Exagero? Tente, então, caro leitor dessas loucas palavras, cheirar um aparelho digital e compare com o cheiro de um livro. Um querido amigo meu, cuja falta sinto até hoje, depois de vários anos, tinha por hábito levar ao nariz todo e qualquer livro que lhe caía nas mãos, mesmo antes de saber do que ele tratava, se era um romance ou um livro didático. Era essa relação íntima, de cheirar um amigo, de cheirar o que se gosta, que o livro nos proporciona. Nossas narinas são um órgão muito especial: guarda cheiros de que nem nos lembramos mais e nos fazem sonhar quando os respiramos de novo. E há cheiros inauditos, cheiros improváveis, cheiros de tempos e de memórias de que não desconfiamos que estão ali, guardados, catalogados, prontos para nos transportar para momentos esquecidos e, às vezes, jamais relembrados, mas que nos emocionam e nos fazem encher de lágrimas os olhos ou nos provocam um sorriso nos lábios.

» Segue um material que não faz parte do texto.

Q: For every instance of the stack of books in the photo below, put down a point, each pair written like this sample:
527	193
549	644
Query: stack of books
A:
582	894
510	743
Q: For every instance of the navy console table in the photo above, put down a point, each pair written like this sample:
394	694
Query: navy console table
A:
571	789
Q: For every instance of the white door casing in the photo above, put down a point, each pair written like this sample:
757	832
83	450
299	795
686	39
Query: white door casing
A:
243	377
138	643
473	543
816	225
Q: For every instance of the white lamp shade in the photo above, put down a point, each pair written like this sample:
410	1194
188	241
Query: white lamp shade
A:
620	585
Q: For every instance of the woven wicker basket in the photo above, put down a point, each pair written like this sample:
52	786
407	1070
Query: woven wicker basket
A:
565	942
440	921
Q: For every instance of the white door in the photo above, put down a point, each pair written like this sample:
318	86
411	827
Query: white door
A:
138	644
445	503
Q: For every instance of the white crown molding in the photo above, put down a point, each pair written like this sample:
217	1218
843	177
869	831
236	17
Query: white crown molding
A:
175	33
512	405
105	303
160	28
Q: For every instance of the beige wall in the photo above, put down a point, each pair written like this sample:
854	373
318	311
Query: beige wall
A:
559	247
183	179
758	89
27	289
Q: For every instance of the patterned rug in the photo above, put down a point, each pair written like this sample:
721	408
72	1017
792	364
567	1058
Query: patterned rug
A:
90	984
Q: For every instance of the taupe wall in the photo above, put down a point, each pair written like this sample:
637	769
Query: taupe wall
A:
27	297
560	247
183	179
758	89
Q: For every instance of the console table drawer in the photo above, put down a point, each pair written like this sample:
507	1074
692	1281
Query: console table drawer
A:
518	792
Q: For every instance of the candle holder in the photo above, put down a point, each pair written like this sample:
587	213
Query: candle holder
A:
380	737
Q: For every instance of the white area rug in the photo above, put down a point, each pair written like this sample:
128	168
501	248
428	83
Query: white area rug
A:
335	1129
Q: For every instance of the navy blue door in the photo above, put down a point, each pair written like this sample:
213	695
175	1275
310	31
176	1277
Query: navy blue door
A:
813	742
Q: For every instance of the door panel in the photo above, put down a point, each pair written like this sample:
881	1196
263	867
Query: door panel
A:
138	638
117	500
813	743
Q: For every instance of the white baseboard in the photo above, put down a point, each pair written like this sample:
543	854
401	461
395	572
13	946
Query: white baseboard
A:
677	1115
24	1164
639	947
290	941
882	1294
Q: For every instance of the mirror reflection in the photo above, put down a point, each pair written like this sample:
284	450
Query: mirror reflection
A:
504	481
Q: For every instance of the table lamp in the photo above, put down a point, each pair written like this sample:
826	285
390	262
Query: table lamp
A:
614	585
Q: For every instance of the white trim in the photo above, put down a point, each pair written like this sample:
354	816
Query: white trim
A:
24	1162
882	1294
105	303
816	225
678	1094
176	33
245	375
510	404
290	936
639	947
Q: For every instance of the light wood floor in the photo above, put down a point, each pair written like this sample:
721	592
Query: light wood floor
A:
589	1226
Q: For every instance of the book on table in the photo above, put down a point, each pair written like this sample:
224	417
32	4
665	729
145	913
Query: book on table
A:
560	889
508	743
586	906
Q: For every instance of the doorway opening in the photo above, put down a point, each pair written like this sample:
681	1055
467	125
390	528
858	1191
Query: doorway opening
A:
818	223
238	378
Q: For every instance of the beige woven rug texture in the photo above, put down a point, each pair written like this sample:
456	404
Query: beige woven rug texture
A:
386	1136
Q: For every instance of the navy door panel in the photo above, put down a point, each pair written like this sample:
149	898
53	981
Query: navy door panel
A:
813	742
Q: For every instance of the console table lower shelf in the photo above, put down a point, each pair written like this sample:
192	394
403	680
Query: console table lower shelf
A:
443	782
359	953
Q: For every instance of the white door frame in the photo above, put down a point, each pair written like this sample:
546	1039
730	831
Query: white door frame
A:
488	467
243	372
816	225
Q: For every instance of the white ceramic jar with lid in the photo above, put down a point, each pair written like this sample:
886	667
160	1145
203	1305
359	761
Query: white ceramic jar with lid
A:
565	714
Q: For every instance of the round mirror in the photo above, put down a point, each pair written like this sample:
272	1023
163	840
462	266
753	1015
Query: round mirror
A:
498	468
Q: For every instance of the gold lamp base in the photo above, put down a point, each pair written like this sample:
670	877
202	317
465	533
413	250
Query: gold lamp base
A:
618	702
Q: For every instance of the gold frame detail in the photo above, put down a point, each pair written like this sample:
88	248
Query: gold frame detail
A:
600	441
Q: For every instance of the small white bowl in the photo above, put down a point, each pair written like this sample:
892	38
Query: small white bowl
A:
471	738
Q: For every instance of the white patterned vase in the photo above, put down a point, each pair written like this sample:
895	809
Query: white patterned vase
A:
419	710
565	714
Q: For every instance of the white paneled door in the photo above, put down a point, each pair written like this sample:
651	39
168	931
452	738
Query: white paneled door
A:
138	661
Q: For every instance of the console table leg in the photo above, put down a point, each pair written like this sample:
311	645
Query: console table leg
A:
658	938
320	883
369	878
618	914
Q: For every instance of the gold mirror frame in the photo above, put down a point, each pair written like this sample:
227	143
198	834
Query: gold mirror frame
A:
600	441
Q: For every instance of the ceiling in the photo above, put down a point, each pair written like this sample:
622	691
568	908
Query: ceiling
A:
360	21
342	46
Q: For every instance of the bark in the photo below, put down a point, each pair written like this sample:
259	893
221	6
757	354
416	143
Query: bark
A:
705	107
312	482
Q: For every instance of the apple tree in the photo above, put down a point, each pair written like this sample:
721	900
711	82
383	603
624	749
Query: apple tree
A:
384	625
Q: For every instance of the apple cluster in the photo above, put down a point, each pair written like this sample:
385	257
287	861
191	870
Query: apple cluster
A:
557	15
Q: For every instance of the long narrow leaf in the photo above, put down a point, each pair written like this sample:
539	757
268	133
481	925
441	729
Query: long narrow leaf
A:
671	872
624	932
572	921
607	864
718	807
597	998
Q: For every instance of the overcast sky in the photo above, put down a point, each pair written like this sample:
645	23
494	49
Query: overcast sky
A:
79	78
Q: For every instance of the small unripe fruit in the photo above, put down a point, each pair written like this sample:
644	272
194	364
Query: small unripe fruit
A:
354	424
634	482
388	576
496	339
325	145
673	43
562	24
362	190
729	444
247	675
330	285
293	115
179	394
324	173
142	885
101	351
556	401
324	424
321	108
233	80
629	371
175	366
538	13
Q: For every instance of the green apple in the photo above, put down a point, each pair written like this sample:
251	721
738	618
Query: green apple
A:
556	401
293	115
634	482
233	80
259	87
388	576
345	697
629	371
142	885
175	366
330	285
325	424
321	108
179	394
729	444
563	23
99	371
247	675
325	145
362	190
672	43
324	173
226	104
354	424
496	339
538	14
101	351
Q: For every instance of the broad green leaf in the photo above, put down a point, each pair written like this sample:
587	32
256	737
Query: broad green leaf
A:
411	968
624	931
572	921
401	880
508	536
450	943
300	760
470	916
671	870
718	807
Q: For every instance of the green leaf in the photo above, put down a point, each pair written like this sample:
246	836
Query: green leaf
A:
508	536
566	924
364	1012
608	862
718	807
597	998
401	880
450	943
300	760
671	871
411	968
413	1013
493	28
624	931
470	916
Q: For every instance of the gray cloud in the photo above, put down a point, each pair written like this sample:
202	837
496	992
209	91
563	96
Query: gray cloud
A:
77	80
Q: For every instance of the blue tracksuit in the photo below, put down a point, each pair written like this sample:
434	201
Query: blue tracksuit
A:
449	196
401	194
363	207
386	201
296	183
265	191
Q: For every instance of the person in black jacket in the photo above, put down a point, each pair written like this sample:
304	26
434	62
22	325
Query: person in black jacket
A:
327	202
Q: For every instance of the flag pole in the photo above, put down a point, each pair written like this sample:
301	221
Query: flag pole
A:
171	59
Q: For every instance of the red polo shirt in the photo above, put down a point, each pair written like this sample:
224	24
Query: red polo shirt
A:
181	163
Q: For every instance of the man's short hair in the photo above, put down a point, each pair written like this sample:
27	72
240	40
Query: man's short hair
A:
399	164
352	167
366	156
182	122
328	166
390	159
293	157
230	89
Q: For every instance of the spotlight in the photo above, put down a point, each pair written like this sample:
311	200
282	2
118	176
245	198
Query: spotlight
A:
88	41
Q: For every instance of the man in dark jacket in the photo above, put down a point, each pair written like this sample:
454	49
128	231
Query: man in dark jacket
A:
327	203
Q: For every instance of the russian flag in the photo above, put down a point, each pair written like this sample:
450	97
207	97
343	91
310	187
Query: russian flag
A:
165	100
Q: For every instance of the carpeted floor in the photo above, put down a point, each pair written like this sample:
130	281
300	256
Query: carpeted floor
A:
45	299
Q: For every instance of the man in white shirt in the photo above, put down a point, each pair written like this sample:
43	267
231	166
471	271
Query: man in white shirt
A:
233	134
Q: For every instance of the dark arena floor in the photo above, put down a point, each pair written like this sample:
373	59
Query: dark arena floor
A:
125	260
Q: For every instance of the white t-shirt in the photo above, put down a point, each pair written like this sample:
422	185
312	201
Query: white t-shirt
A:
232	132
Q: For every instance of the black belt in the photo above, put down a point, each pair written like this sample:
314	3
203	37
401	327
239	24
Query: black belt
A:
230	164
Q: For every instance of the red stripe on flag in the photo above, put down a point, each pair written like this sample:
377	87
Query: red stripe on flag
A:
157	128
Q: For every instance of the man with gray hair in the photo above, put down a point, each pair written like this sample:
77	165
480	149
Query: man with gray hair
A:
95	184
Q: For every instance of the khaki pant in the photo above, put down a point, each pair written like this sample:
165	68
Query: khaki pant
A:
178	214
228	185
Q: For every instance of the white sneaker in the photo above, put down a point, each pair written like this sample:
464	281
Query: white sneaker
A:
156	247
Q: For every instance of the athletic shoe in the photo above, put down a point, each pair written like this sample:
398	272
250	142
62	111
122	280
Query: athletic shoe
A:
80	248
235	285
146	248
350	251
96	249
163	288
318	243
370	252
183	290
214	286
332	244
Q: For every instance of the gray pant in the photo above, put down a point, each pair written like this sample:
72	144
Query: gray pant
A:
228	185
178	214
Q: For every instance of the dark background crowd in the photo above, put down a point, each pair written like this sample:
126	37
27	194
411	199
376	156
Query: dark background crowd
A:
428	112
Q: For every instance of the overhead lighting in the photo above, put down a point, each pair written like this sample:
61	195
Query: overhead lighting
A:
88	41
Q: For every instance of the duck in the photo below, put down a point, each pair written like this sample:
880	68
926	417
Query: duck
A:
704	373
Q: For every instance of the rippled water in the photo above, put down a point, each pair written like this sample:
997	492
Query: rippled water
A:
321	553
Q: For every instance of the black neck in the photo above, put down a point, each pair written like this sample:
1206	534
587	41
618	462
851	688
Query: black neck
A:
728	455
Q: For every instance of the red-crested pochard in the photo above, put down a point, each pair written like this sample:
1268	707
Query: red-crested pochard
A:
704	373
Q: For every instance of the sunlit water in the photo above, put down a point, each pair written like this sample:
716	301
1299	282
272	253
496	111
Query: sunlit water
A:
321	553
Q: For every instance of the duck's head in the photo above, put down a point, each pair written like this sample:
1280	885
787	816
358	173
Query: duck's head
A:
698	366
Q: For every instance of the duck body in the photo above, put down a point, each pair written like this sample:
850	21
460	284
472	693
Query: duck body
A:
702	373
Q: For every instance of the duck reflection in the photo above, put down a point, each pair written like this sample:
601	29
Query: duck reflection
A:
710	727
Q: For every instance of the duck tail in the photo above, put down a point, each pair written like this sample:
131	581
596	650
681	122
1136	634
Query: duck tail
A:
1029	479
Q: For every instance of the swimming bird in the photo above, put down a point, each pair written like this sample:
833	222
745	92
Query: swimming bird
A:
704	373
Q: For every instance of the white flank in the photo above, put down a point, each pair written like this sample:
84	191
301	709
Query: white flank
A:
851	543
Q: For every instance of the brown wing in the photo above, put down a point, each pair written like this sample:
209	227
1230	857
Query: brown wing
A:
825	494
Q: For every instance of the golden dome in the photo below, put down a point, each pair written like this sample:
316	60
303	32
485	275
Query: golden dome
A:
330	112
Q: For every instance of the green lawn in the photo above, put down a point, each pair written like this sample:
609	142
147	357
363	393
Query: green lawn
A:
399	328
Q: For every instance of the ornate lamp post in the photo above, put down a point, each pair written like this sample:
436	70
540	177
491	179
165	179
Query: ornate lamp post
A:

Ah, os cheiros... Veja bem que estou falando de cheiros, não de perfumes, que esses, os perfumes, são cheiros que pertencem a categorias especiais de especiarias e requintes reportados por alquimistas e químicos, artificializados por pesquisas e experimentos. Já os cheiros, e dentre eles os cheiros dos livros, são categorias espontâneas e volúveis, não provocadas, naturalmente captadas por nossas narinas e devidamente registradas por um determinado acontecimento ou momento de que podemos nos esquecer, sim, podemos esquecer o momento e o acontecimento, mas não podemos esquecer o cheiro daquele momento ou daquele acontecimento. E tantos são os cheiros que nos perseguem pela vida afora quantos são os livros que lemos, mas enquanto estou aqui a falar de cheiros, e lembrando de quantos cheiros está povoada a minha lembrança olfativa, quero terminar dizendo, por isso mesmo, por causa dessas tantas lembranças, que, se tirarem as crianças da sala, posso aprofundar o assunto para outras áreas tão ou mais prazerosas que a leitura.